Gündem

Anadolu’nun ilk camisi de depremde yıkılmıştı: Projesini "uzun yıllar ayakta kalacak" diyen firma hazırlamış!

"Caminin yalnızca kubbe kısmı çöktü, beden duvarları ayakta kaldı"

01 Mart 2023 12:45

Kahramanmaraş merkezli depremlerin en çok etkilediği yerlerden olan Hatay’da, yıkılan Anadolu’nun ilk camisinin restorasyon projesini, "Eserlerin uzun yıllar ayakta kalmasını sağlamak ana hedeflerimizdendir" diyen firmanın hazırladığı ortaya çıktı. Firmanın kurucusu Şakir Meraki, "Bölgede taş üstünde taş kalmamış. Mimarlık projesi bize ait, biz uygulama müteahhidi değiliz. Bundan sonrası için izolatörlü sistemi öneriyoruz" dedi.

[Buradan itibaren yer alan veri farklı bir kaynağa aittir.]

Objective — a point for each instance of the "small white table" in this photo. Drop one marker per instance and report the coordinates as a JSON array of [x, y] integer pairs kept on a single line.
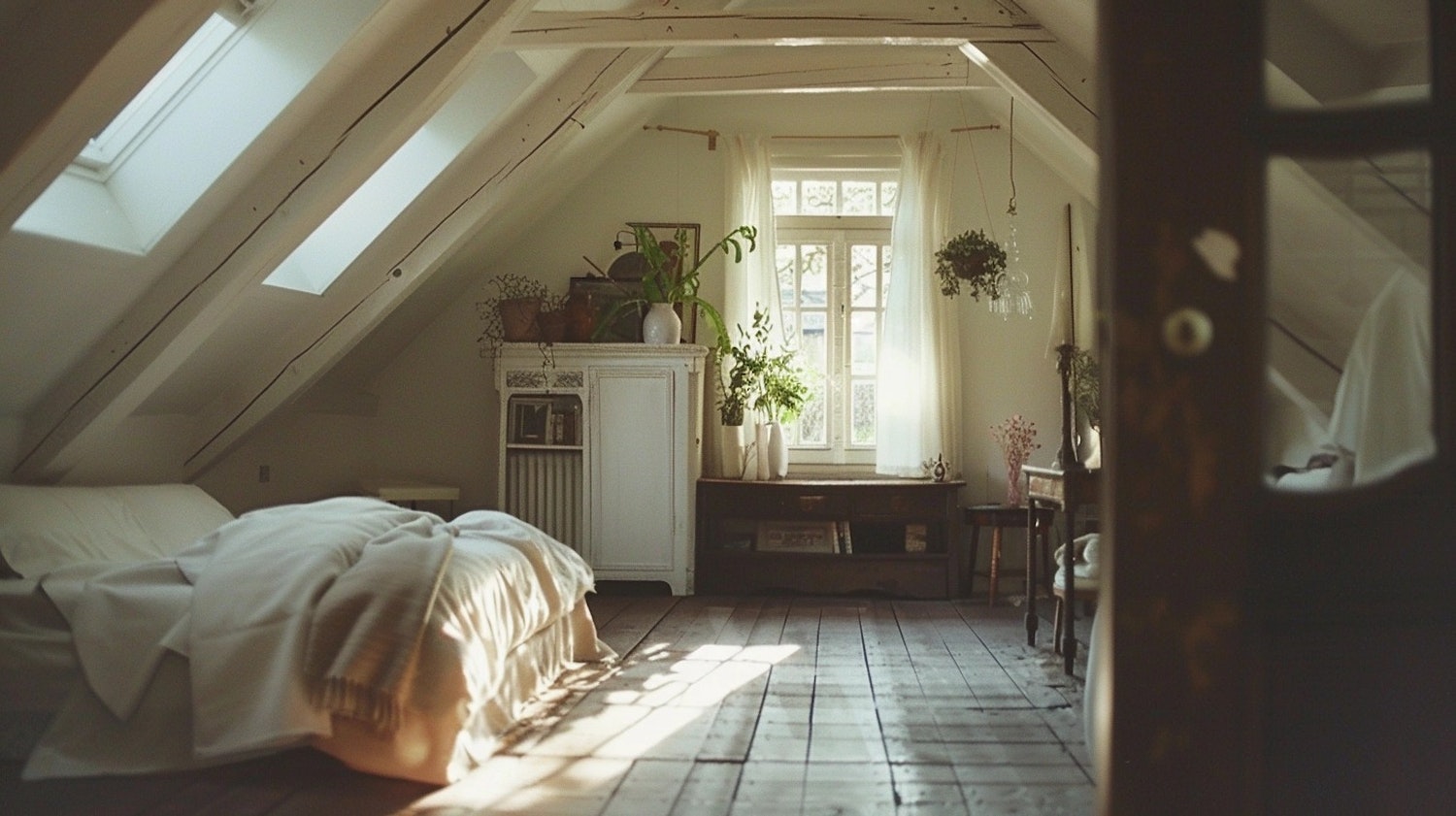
[[411, 493]]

Depremlerden etkilenen 11 ilde, tarihi camilerin yanı sıra birçok tarihi yapı yıkılırken büyük bir kısmı da zarar gördü. Mimar Sinan’ın 1553 ve 1574 yıllarında Hatay’da inşa ettiği Sokullu Mehmet Paşa ve Belen Kanuni külliyeleri depremde ayakta kalırken, onarım gören tarihi yapıların yıkılmış olması, restorasyon süreçlerine ilişkin tartışmayı da beraberinde getirdi. Anadolu’da inşa edilen ilk camii olarak bilinen ve depremde yıkılan Antakya’daki Habib-i Neccar Cami’nin de 2017'de restorasyon ve onarım gördüğü ortaya çıktı.

Firma kurucusu: Bölgede taş üstünde taş kalmadı

Vakıflar Genel Müdürlüğü'nün, onarım işini yaptırdığı Ankara merkezli A Proje firmasının tanıtım sayfasında ise, "Kültür mirasımızın korunması amacına yönelik bilimsel çalışmalar yapmak ve bu eserlerin uzun yıllar ayakta kalarak gelecek nesillere aktarılmasını sağlamak ana hedeflerimizdendir" ifadeleri dikkati çekti.

Restorasyon ve onarım yapılmasına rağmen camiinin neden yıkıldığına ilişkin olarak T24’ün sorusunu yanıtlayan firmanın kurucu ortağı Şakir Meraki, "Bölgeye gittim, taş ütünde taş kalmadı. Hasar görmeyen tarihi yapı yok. Yığma yapı olduğu için homojen değil. Ama yine de caminin yalnızca kubbe kısmı çöktü, beden duvarları ayakta kaldı.Mimarlık projesi bize ait, biz uygulama müteahhidi değiliz. " dedi.


Meraki, şunları söyledi:

"Var olan bir şeyi sanatsal değerine zarar vermeden teknik imkanlar doğrultusunda en uzun süre ayakta kalmasını sağlamayı hedefliyoruz. Bazı yapılar var ki; eldeki imkanlar kapsamında daha da fazlasını yapamıyorsunuz. Örneğin Ayasofya’nın minaresinin 7’nin üzerinde bir depremde yıkılacağı öngörülüyor. Tarihi yapılarla ilgili bilimsel teknikler ölçüsünde bu kadar şiddetli depreme yönelik çok bir şey yapılabileceğini düşünmüyoruz. Hastanelerde olduğu gibi izolatörlü sistemi önerdik ancak bunlar çok radikal ve maliyetli çözümler. Yine de biz Vakıflar Genel Müdürlüğüne bundan sonraki süreçler için rekonstrüksiyon gerektiren yapılar için izolatörlü sistemi önerdik."